July 22, 2020

Boosted Trees

What is a one-hot-encoded column and why might it be needed when transforming a feature? Are the source values continuous or discrete?
- One-hot coding is a process where categorical variables are converted into ways that are easier for the machine to read and process. Instead of just substituting a value for each company, it applies binarization to each category in order to avoid mistakes and jumbling value numbers could offer. Their source values are discrete.

ENCODING

What is a dense feature? For example, if you execute example = dict(dftrain) and then tf.keras.layers.DenseFeatures(your_features)(your_object).numpy(), how has the content of your data frame been transformed? Why might this be useful?
- Dense features produce tensors. As seen with the one-hot-encoding, the categorical features are turned into vectors. Zeros are placed to show an absence of data, which could further help efficiency in the machine. As we often saw in Data 146, missing data often means that the data must be reorganized in order for the machine to make sense of it, or thrown out. Because throwing data out can mean we lose other valuable data, putting a placeholder for the absence of data can help us mitigate such losses.
Provide a histogram of the probabilities for the logistic regression as well as your boosted tree model. How do you interpret the two diﬀerent models? Are their predictions essentially the same or is there some area where they are noticeable diﬀerent. Plot the probability density function of the resulting probability predictions from the two models and use them to further illustrate your argument. Include the ROC plot and interpret it with regard to the proportion of true to false positive rates, as well as the area under the ROC curve. How does the measure of the AUC reﬂect upon the predictive power of your model?

### Linear

linear

### Boosted Trees

boosted trees

The prediction plots both are right leaning. Although the have a slightly different tail, we essentially get very similar information. In the linear mode, there is a slight increase at 0.6. In the boosted tree model, the probability spikes at 0.99. The linear model did show that the peak frequency was around 75, while the boosted trees spiked at ~83. Both models do not have probabilities of 0% nor 100%. Although the predictions both have very similar information, one must be more accurate than the other when looking closer at specifics. The linear model’s accuracy was 0.765 while the boosted tree model had an accuracy of 0.818. This both proves that the trends are very similar in information given, and shows us which model is slightly better.
The ROC plot leans towards the true positive rate very quickly at first; the gradient is very steep up until 0.2 on the false positive rate. After 0.5, the model plateaus. When examining ROC, we should always be looking for how close the curve is to the top left corner, as this would indicate better accuracy. Thus, by looking at the curve, we can see that the curve is significantly close to the left corner with a little bit of improvement. But how do we know how much improvement exactly? Another useful measure to interpret the ROC curve is area. The area under the curve is equivalent to the probability that when a positive and negative instance are drawn, the function will assign a higher value to the positive instance. Thus, the higher the area under the curve is, the better our model is.

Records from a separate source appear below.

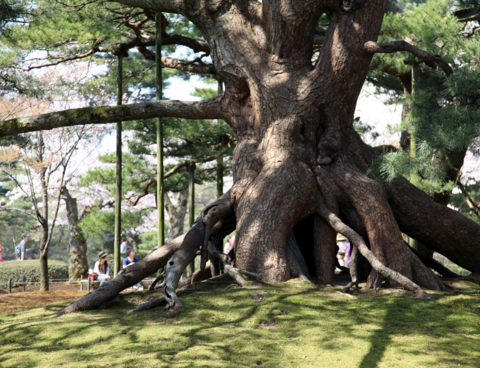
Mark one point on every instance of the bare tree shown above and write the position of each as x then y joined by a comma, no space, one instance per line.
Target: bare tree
297,150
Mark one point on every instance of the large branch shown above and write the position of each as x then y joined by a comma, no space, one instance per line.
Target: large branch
167,6
431,59
358,242
442,229
207,109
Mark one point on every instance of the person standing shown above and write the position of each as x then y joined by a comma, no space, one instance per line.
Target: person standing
21,248
102,268
124,245
131,259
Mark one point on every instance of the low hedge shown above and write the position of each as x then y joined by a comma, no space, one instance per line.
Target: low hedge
30,268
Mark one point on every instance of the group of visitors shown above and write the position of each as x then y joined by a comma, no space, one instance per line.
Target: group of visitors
229,248
102,269
20,249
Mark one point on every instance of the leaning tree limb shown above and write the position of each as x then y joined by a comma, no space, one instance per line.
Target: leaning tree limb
129,277
358,242
206,109
431,59
213,219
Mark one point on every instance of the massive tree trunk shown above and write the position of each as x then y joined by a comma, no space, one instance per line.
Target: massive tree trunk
77,243
297,148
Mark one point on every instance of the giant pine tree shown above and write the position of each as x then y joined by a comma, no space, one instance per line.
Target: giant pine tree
298,158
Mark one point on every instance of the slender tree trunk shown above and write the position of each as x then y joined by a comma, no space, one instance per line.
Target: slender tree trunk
118,175
176,213
44,282
77,243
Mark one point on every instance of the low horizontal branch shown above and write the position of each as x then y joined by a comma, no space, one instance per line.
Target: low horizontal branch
431,59
207,109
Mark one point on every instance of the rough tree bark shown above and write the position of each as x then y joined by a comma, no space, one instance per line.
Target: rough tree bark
78,265
296,143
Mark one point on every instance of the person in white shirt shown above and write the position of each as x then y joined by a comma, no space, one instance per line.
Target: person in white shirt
124,245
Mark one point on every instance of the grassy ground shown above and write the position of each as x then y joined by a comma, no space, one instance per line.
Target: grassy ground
288,325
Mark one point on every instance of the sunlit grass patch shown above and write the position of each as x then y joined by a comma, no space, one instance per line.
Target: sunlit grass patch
289,325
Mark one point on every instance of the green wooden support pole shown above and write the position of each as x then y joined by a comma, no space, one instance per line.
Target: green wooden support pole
118,174
220,156
191,189
413,138
160,187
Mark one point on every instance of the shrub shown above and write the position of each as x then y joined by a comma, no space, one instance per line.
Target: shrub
30,268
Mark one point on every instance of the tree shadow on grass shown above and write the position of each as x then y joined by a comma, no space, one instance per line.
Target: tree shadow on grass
290,324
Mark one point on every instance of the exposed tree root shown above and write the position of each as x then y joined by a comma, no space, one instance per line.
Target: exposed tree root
435,265
358,242
155,282
215,218
225,259
129,277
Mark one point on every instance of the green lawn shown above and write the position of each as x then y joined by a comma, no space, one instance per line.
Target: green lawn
288,325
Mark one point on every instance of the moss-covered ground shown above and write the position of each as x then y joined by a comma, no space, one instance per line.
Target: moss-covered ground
292,324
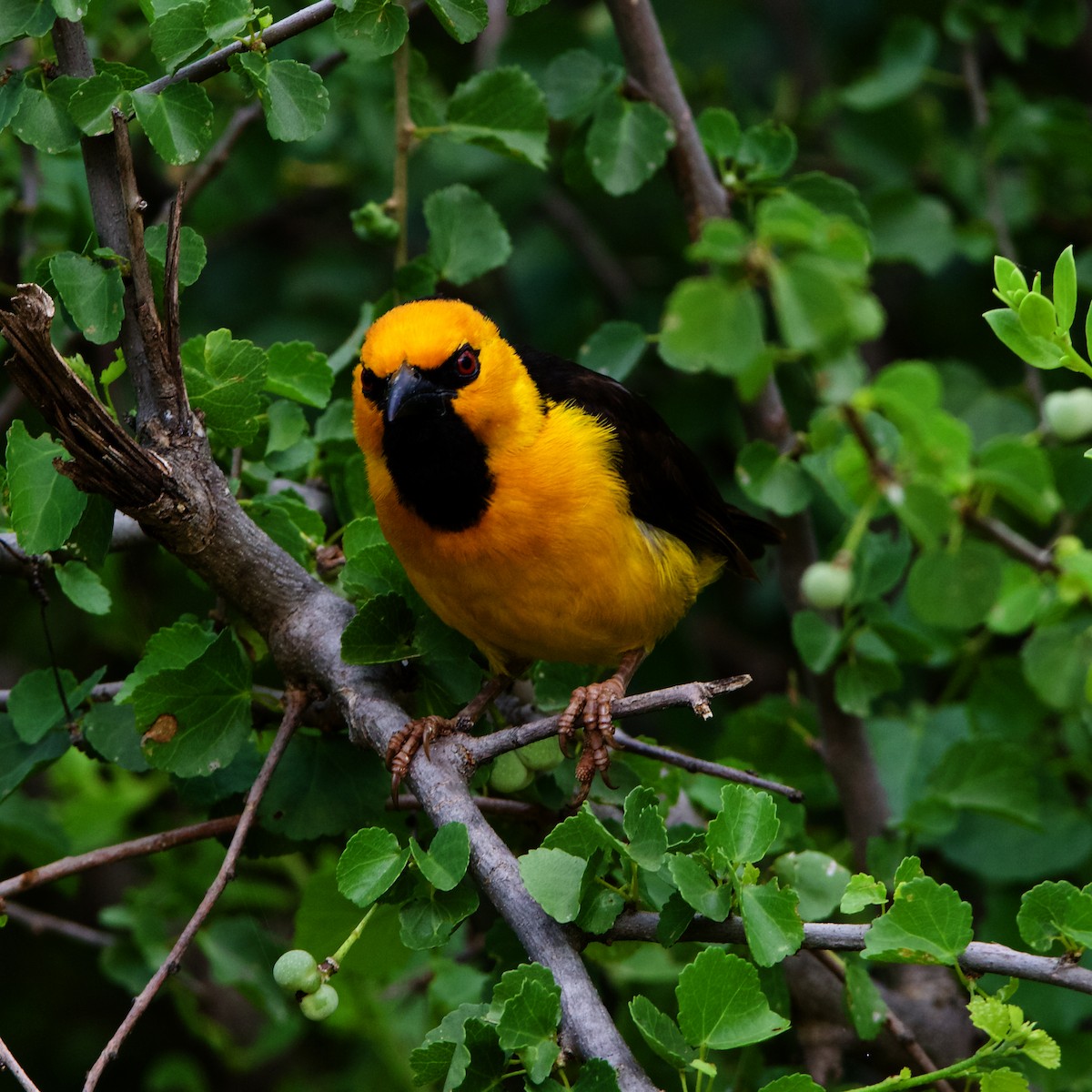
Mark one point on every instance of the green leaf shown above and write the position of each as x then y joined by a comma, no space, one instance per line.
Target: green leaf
711,326
905,55
210,703
721,132
644,828
1057,911
43,119
528,1022
743,829
177,120
92,104
614,349
627,143
35,703
92,293
554,878
380,632
294,97
298,370
467,236
661,1032
774,928
45,506
445,864
955,589
698,889
574,82
819,880
169,649
369,865
382,25
178,34
429,923
501,109
927,923
191,252
464,20
1037,352
817,640
85,588
721,1004
20,760
225,380
773,479
864,1003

Boosted Trees continued (with model understanding)

Upload your feature values contribution to predicted probability horizontal bar plot as well as your violin plot. Interpret and discuss the two plots. Which features appear to contribute the most to the predicted probability?

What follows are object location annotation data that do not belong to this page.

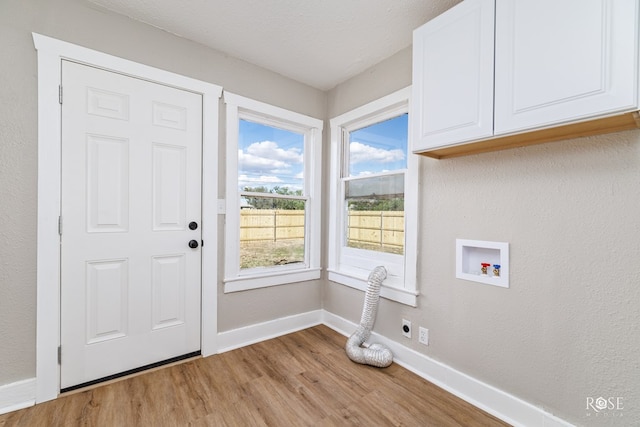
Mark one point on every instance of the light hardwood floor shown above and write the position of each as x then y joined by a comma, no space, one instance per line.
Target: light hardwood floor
300,379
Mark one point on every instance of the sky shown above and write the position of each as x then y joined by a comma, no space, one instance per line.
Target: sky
269,156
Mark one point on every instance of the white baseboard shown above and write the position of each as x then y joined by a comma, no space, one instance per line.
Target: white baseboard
508,408
252,334
18,395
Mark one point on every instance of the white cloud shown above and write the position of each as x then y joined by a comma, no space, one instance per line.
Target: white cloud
268,156
360,153
264,179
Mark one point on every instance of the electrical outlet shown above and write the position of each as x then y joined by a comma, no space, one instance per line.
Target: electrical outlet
423,335
406,328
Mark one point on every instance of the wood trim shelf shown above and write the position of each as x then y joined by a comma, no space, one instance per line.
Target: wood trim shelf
620,122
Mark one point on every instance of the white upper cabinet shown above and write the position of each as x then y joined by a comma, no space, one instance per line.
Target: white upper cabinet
453,76
561,61
557,64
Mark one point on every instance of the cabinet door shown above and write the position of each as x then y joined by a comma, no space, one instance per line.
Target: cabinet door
452,98
560,61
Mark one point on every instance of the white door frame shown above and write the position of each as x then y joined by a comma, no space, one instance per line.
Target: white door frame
50,54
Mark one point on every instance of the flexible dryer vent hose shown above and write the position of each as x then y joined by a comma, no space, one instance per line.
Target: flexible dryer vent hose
375,354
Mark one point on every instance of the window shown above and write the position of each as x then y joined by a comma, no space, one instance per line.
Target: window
273,191
374,185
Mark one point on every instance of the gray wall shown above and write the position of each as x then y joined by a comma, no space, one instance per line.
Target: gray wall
86,25
568,327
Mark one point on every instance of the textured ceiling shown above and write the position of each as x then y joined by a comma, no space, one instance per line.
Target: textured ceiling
317,42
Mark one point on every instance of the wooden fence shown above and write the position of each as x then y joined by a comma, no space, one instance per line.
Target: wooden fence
378,230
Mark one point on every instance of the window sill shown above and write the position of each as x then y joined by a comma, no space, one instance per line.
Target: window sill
264,280
389,292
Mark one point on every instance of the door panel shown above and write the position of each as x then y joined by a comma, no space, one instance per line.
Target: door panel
131,183
561,61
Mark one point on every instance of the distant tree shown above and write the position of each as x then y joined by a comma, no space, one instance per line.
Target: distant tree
274,203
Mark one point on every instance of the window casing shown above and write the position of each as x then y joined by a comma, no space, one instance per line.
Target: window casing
283,195
349,262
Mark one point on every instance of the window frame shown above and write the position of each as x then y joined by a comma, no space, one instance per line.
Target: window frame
350,266
235,278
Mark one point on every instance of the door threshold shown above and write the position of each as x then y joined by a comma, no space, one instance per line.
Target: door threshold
130,373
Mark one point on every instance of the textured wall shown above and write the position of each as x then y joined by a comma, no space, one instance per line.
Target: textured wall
568,328
81,23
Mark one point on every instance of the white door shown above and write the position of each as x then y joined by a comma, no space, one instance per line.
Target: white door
560,61
131,189
452,97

boosted trees continued 1 violin plot

Because the larger magnitudes have a larger impact on prediction, we see that sex, male, and class have the top three biggest contributions. These values are negative; this, they reduced the model’s prediction. There is one major positive value: fare. However, the majority of features reduced the prediction. Thus, we can conclude that as a 31 year old second class male was more susceptible to death, while people who payed for a fare of 26.25 had a higher chance of survival.
1. Upload at least 2 feature importance plots. Which features are the most important in their contribution to your models predictive power?
Gain based feature importance measures the loss change when splitting on a particular feature. From the plot, we can see that sex and fare had the most feature importance in the contribution to the model.

average

The Average absolute DFC plot averages the absolute value of DFCs to gauge impact. From the means, we can see that sex was the feature with the most contribution, while age class and fare were all very similar and second most impacting.